Addio Remy Julienne: lo stuntman di James Bond

Rémy Julienne, uno dei più rinomati stuntman del cinema francese, divenuto noto anche per aver affrontato molte scene di inseguimenti in auto nei film di James Bond, è morto venerdì, di Coronavirus, all’età di 90 anni.

Nato nella città di Cepoy nell’aprile 1930, lavorò in centinaia di produzioni cinematografiche con grandi attori come Jean-Paul Belmondo, Alain Delon e Harrison Ford, così come con Sean Connery e Roger Moore in James Bond.

L’inizio: camionista e motociclista

Prima di passare al cinema, aveva iniziato la sua carriera professionale come camionista nell’azienda del padre, dopo aver terminato il servizio militare. Parallelamente partecipò a gare motociclistiche ed è stato campione francese di motocross nel 1957.

L’ingresso nel cinema negli Anni ’60

Quando aveva 34 anni il regista André Hunebelle cercava motociclisti e così iniziò le sue collaborazioni cinematografiche in “Fantomas” (1964), con Louis de Funès e Jean Marais. Lì conobbe una leggenda tra gli specialisti, Gil Delamare, con cui lavorò per tre anni fino alla sua morte nel 1966, proprio durante una sparatoria.

Con il successo de “La Grande Vadrouille” (1966), in cui si occupò degli inseguimenti in macchina, la sua fama crebbe e iniziò a lavorare con grandi nomi del cinema francese ed europeo come Gérard Oury, Georges Lautner, Claude Lelouch, François Truffaut, Herni Verneuil e Sergio Leone.

Lavorò anche nelle serie televisive, nella pubblicità e perfino la giustizia richiese la sua assistenza nella ricostruzione di alcune scene del crimine.
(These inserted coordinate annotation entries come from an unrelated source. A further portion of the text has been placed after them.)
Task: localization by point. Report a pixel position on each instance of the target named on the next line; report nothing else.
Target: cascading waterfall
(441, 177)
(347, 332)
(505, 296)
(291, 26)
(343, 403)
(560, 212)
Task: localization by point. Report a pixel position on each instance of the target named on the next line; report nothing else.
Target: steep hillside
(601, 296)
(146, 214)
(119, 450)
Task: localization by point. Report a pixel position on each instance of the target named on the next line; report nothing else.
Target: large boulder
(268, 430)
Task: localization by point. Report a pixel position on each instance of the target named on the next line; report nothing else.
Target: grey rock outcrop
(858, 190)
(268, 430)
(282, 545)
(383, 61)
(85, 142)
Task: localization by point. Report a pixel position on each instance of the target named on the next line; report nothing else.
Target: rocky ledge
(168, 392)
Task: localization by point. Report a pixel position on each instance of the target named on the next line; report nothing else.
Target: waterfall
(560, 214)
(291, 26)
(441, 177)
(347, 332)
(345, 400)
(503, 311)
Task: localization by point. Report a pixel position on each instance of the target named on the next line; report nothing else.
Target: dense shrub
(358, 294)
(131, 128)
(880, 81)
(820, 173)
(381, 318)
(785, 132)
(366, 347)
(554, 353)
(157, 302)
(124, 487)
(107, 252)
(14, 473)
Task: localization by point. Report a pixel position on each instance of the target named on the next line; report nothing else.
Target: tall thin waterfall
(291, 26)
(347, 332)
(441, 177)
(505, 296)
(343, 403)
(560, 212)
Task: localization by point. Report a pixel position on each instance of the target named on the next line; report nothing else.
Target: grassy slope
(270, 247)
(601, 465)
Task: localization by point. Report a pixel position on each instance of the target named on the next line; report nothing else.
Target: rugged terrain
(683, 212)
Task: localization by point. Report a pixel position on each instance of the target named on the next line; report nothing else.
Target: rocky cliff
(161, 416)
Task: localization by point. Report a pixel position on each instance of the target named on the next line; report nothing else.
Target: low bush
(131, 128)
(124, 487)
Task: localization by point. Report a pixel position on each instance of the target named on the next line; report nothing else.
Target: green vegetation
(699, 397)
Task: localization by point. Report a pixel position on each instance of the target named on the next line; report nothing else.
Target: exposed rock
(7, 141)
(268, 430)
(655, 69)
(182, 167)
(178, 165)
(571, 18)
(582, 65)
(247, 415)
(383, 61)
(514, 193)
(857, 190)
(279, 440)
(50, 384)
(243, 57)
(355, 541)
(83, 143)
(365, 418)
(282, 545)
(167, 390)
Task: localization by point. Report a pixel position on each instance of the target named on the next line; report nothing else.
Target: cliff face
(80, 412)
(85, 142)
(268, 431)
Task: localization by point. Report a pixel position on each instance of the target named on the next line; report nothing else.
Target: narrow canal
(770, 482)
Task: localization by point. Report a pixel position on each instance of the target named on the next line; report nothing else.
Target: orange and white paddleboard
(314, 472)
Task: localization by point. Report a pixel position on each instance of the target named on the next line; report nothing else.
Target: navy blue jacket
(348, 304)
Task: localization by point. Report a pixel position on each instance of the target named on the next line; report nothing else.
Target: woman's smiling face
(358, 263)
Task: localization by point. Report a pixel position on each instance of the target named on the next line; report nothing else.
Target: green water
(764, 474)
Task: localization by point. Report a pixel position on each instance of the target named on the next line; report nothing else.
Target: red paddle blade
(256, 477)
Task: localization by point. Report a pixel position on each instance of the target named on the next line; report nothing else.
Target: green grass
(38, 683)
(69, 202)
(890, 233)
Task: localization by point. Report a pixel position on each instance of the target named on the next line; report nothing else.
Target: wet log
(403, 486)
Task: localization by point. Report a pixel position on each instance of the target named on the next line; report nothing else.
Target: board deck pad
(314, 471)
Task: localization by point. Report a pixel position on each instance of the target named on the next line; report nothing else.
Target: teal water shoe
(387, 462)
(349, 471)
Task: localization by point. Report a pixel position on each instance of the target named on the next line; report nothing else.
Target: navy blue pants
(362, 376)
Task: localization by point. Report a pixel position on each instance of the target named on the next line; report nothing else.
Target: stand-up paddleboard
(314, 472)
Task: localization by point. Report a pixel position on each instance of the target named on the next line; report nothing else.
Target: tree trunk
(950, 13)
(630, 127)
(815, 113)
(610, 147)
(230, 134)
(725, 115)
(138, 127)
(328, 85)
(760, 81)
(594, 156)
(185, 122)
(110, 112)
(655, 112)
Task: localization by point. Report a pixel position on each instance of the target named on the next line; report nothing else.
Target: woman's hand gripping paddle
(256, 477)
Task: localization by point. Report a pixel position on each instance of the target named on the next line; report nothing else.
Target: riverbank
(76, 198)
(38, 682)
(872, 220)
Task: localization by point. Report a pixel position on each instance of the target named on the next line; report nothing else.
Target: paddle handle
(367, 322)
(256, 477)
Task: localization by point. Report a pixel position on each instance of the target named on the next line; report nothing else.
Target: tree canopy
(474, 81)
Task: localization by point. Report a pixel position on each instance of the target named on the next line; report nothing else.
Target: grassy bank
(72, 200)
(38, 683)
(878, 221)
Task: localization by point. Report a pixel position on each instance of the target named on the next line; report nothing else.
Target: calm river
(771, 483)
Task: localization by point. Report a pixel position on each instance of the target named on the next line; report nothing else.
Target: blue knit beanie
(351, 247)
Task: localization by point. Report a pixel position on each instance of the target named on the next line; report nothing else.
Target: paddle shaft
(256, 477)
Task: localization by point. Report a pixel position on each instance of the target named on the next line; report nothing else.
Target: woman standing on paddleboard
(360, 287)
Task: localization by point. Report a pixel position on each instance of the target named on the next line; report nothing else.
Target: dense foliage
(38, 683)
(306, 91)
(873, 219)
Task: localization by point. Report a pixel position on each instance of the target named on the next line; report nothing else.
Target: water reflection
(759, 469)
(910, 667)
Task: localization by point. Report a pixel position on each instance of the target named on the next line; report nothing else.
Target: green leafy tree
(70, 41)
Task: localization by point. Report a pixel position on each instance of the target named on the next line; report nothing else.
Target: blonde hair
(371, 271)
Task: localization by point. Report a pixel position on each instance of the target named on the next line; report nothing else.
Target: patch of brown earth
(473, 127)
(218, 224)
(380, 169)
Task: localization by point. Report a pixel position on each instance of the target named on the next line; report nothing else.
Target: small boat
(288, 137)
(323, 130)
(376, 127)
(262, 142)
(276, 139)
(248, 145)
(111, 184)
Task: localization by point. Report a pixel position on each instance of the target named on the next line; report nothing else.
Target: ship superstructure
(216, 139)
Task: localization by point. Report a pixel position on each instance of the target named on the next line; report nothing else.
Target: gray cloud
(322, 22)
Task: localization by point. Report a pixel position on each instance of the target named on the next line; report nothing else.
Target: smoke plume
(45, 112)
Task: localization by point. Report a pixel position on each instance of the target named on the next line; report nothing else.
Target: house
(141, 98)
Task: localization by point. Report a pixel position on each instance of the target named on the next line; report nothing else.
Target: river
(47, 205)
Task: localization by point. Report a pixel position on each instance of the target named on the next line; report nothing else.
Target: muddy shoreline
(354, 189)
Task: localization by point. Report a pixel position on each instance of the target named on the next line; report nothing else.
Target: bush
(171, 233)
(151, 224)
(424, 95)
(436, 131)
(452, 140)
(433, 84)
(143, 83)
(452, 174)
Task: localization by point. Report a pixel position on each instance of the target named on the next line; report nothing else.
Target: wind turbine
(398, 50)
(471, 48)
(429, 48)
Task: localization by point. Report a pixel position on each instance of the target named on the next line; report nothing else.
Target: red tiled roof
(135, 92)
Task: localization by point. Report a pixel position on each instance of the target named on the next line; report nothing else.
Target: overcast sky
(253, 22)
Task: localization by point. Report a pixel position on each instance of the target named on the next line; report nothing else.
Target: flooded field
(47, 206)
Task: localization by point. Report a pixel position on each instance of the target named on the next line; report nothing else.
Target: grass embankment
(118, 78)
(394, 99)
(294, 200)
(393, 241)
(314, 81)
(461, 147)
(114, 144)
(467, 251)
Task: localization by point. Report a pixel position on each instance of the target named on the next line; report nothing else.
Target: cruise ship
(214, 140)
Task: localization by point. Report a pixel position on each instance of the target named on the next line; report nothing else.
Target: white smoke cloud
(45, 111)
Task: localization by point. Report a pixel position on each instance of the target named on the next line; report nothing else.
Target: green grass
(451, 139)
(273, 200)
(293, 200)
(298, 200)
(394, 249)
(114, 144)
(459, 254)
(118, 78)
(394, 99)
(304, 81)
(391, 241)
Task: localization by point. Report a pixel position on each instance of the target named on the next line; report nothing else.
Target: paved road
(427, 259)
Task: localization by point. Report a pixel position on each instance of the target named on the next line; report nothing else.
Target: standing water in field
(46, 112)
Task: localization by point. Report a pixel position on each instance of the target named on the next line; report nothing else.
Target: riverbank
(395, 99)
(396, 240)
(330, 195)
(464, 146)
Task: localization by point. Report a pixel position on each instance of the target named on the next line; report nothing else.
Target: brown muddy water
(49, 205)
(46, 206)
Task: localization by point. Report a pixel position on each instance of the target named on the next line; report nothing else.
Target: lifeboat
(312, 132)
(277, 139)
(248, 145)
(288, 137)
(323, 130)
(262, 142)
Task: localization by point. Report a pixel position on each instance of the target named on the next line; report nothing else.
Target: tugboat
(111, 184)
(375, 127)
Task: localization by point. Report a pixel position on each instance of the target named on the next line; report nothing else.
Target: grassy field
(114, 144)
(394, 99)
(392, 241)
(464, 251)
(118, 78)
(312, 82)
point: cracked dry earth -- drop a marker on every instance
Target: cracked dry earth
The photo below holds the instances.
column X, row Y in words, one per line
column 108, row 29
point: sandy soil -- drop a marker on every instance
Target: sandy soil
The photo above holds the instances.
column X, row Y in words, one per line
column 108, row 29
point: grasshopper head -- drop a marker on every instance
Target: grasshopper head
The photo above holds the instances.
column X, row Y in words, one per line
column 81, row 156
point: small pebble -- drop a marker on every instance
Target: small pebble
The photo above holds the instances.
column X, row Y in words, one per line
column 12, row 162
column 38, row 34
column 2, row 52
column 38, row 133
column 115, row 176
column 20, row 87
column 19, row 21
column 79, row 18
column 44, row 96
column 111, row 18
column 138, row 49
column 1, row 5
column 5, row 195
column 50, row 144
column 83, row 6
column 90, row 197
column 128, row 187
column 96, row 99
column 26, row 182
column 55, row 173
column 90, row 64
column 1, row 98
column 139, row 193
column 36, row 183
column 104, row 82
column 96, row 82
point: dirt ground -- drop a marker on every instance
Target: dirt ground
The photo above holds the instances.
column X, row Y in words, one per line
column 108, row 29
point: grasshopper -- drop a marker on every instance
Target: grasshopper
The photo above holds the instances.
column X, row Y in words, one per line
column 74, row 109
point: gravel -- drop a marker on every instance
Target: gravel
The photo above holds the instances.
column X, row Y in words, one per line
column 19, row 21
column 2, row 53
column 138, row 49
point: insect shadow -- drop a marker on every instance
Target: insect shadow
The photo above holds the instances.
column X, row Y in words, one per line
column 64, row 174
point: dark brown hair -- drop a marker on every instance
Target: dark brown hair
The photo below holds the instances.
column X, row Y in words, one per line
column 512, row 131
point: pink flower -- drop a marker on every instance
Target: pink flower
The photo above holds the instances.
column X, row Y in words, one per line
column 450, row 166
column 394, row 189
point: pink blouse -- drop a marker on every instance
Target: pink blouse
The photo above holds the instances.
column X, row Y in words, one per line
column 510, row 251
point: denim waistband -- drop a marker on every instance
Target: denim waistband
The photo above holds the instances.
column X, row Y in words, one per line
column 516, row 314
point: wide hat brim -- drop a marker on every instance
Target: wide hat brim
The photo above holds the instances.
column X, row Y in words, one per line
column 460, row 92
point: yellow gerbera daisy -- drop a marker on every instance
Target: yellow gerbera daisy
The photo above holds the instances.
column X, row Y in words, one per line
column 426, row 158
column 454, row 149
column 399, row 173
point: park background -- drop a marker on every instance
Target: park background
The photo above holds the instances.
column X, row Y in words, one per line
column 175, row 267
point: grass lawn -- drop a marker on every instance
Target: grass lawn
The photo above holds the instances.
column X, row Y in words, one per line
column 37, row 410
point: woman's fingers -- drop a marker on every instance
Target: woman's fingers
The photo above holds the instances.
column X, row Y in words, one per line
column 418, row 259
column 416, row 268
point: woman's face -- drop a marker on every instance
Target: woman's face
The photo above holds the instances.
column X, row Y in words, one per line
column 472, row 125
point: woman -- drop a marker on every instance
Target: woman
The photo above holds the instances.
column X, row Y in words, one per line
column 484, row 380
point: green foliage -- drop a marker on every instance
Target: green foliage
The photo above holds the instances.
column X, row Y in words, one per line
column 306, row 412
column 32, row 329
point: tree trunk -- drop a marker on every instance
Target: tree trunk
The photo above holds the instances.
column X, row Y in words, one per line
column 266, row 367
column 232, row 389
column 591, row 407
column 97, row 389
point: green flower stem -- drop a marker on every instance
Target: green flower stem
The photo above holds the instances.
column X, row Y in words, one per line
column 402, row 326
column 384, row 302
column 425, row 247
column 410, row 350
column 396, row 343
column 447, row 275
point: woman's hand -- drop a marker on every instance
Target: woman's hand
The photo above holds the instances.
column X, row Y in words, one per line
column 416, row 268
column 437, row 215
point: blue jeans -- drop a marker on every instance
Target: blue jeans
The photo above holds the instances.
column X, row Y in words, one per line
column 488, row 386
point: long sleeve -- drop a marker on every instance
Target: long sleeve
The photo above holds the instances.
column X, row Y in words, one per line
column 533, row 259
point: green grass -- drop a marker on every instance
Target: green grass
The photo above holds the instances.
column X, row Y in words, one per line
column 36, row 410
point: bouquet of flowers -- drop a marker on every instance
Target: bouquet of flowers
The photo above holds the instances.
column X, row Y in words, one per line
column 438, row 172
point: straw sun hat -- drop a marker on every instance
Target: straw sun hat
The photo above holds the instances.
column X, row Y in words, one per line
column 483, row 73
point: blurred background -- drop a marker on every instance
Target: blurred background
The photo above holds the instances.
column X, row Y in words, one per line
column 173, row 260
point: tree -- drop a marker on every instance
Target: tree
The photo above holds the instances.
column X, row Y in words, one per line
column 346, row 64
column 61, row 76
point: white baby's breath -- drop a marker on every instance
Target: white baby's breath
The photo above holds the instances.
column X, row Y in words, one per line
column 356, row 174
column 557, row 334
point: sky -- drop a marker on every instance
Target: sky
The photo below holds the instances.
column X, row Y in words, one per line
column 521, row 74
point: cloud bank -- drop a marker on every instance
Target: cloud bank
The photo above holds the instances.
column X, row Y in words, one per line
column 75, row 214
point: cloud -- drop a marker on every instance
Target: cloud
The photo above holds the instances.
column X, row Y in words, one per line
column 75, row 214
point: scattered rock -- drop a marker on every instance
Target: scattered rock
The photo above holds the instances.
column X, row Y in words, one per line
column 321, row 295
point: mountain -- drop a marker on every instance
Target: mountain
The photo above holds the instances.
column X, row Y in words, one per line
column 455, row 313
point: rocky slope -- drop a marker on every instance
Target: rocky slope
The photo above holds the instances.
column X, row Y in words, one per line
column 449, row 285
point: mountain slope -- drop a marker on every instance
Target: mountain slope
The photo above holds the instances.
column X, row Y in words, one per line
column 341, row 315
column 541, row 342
Inoltre, nel 1979 ha partecipò a una serie di crash test per dimostrare,  l’efficacia delle cinture di sicurezza in caso di incidente.

La carriera con James Bond

La sua carriera prese una nuova svolta nel 1978 quando ricevette una richiesta per la dodicesima edizione di James Bond e collaborò anche negli episodi successivi della saga, fino al 1995.

La sua esperienza in Taxi 2, girato nel 1999, fu probabilmente l’episodio più nero della sua carriera a causa della morte di un cameraman, per la quale fu anche processato, condannato in primo grado ma poi graziato dalla Corte Suprema.